Answer to Question #160896 in Mechanics | Relativity for Malaya M Thorpe

Explanations & Calculations

• The situation could be figured as follows

• As it rotates at some speed (v), the seats along with the chains move outwards the center of rotation just to get supplied the needed centripetal force to move in a circular path.
• The tension of the chains provides this.
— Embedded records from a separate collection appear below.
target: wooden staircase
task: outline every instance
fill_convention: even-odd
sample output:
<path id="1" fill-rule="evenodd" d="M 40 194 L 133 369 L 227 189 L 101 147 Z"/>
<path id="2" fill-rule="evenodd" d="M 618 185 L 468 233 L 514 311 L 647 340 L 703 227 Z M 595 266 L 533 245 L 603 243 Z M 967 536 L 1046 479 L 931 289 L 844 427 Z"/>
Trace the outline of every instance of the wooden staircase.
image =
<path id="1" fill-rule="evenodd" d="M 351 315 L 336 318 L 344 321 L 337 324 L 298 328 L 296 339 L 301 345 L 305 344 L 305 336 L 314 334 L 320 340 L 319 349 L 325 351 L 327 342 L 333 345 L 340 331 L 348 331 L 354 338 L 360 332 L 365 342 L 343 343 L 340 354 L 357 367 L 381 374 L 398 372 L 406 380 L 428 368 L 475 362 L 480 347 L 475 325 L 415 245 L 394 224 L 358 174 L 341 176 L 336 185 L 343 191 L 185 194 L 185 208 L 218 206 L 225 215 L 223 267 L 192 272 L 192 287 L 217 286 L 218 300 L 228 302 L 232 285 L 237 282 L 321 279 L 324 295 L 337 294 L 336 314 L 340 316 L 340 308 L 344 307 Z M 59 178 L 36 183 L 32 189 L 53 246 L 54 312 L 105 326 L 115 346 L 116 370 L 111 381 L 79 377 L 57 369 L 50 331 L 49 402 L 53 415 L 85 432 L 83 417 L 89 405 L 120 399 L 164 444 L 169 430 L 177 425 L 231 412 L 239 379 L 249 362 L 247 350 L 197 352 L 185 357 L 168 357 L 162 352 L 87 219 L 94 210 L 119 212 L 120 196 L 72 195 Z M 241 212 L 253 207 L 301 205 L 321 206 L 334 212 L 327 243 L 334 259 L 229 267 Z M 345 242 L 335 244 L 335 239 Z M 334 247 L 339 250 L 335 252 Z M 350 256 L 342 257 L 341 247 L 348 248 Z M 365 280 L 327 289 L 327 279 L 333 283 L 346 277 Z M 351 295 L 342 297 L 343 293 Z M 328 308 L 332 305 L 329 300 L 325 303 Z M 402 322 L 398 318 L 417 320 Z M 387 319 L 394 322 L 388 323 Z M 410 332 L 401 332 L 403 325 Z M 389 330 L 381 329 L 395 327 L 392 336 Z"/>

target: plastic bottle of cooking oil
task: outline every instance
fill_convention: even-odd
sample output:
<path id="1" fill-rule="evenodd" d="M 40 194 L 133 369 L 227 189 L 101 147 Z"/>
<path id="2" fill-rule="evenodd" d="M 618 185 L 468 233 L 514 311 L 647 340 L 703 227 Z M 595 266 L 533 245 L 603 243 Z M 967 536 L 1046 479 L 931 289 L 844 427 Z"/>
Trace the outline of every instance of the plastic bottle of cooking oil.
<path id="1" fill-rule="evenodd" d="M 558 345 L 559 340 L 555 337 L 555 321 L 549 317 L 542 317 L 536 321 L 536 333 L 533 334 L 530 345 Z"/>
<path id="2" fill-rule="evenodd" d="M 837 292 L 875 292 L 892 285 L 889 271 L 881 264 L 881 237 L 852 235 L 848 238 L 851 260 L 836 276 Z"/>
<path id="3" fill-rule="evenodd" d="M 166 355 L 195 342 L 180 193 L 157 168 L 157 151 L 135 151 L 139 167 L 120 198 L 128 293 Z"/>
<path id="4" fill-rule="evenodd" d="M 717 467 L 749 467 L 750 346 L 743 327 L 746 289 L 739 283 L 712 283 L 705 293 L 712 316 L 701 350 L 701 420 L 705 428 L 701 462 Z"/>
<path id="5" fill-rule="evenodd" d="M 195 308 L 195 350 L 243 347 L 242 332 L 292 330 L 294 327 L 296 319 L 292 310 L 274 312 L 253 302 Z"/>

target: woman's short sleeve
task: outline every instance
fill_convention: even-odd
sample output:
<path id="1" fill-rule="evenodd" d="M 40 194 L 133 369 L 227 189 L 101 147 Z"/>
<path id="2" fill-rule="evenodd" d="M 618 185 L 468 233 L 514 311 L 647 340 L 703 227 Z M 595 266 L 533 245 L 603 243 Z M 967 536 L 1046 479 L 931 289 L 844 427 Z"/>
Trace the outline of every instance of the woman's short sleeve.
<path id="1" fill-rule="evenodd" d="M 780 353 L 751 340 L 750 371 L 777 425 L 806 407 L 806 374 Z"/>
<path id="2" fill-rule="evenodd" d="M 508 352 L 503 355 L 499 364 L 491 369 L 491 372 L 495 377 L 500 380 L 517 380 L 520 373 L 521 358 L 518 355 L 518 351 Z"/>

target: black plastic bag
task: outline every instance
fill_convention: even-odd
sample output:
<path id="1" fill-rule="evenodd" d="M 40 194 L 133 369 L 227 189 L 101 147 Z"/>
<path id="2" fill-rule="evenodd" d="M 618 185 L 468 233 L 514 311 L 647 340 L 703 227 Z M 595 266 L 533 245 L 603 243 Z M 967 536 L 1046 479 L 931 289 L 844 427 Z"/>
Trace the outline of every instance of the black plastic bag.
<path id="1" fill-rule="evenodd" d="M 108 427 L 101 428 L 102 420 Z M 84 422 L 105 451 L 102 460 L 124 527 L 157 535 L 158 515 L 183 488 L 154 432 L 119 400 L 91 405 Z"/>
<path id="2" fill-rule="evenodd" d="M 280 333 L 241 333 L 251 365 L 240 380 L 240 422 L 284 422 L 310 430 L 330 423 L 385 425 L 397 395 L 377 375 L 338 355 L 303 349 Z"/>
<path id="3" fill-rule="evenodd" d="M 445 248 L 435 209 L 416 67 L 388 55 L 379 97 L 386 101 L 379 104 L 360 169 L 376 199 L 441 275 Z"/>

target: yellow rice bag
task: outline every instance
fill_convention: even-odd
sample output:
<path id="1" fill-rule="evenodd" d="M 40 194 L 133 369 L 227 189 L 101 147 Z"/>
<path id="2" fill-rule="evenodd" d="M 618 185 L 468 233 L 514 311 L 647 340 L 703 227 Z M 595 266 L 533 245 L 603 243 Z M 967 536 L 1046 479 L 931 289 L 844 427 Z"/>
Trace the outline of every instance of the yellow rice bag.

Its vertical component provides the force needed to keep the seat (or seat+ passenger when loaded) in place without falling down while the horizontal component provides the centripetal force directed towards the center of rotation.

1)

• Apply Newton's second law vertically on the seat

$\qquad\qquad \begin{aligned} \small \uparrow T\cos\theta-mg&= \small 0\\ \small T\cos\theta&= \small mg\\ \small T\cos\theta&= \small mg\cdots(1) \end{aligned}$

• Applying horizontally,

$\qquad\qquad \begin{aligned} \small F&=ma=m\frac{v^2}{r}\\ \small T\sin\theta&= \small m\frac{v^2}{r}\cdots(2)\\ \end{aligned}$

• $\small r =$ the effective distance from the seat (rotating object) to the center of the path

$\qquad\qquad \begin{aligned} \small r&= \small l\sin38.2+\frac{10.8}{2}=2.85\sin38.2+5.4\\ \small &=\small6.769m \end{aligned}$

• By (2)/(1),

$\qquad\qquad \begin{aligned} \small \tan\theta&= \small \frac{v^2}{rg}\\ \small v&= \small \sqrt{\tan38.2\times6.769m\times9.8ms^{-2}}\\ \small v&= \small \bold{6.026\,ms^{-1}} \end{aligned}$

2)

• As the child is on, only the mass of the rotating object (seat+passenger) increases. Using equation (1), the tension can be calculated

$\qquad\qquad \begin{aligned} \small T_1&= \small \frac{Mg}{\cos\theta} \\ &= \small \frac{(10+36.8)kg\times9.8ms^{-2}}{\cos38.2}\\ &= \small \bold{4111.47\,N} \end{aligned}$

• Get the result algebrically first & substitute the numerical values to miimize rounding errors.